I wish I would have taken one now...not that I could post it...


----------



## pragmatic_lee (Jan 19, 2008)

psargeant said:


> I wish I would have taken one now...not that I could post it...


Email what you got to me and I'll cover for you. :teeth:


----------



## MGB (Dec 21, 2008)

You should see the birdie on the LAC course! You are lucky not fall down, much less shoot a 20. 

Love shooting the "challenging" targets.


----------



## RatherBArchery (Oct 31, 2006)

MGB said:


> You should see the birdie on the LAC course! You are lucky not fall down, much less shoot a 20.
> 
> Love shooting the "challenging" targets.


We are calling it the rock pile or billy goat peeps


----------



## Stash (Jun 1, 2002)

Oooooh oooooh, a downhill bunny. Scaaaaarrrrry :scared:


What's wrong with you guys? How's it any harder than a bowhunter in a treestand taking a 10 yard shot?


----------



## pragmatic_lee (Jan 19, 2008)

Stash said:


> Oooooh oooooh, a downhill bunny. Scaaaaarrrrry :scared:
> 
> 
> What's wrong with you guys? How's it any harder than a bowhunter in a treestand taking a 10 yard shot?


#1 I'm not a bow hunter - hitting a pie plate just don't cut it.
#2 Kill zone on a deer is a lot bigger than the 5 ring on the bunny target (at least I think it would be. :shade


----------



## kjwhfsd (Sep 10, 2005)

Stash said:


> Oooooh oooooh, a downhill bunny.
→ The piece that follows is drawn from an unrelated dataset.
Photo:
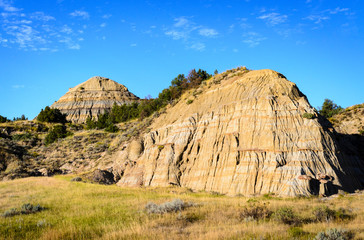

Scaaaaarrrrry :scared:
> 
> 
> What's wrong with you guys? How's it any harder than a bowhunter in a treestand taking a 10 yard shot?


Try a 1/2 inch X and you have to do it 4 times. Here is a picture from 3D that the smae shot was shot at the NAA Nationals. its one of the easier down hill shots that they make for that shoot.










Tell you What you come out to the NAA Nationals the next time Everygreen puts it on And you 15 all the Down hill shots Ill pay your entire way. You dont think its hard. By the way 15 is dropping 3 points on each target.


----------



## LoneEagle0607 (Jan 15, 2008)

*No more pixs*



pragmatic_lee said:


> Sorry, didn't carry the camera. :sad: Sarge had his and got a few pix, but not sure if he took any on the birdie. Of course with the changes to AT over the weekend (no longer able to attach pix) and his none access to PhotoBucket, he couldn't post them anyway.


What's the deal with that???


----------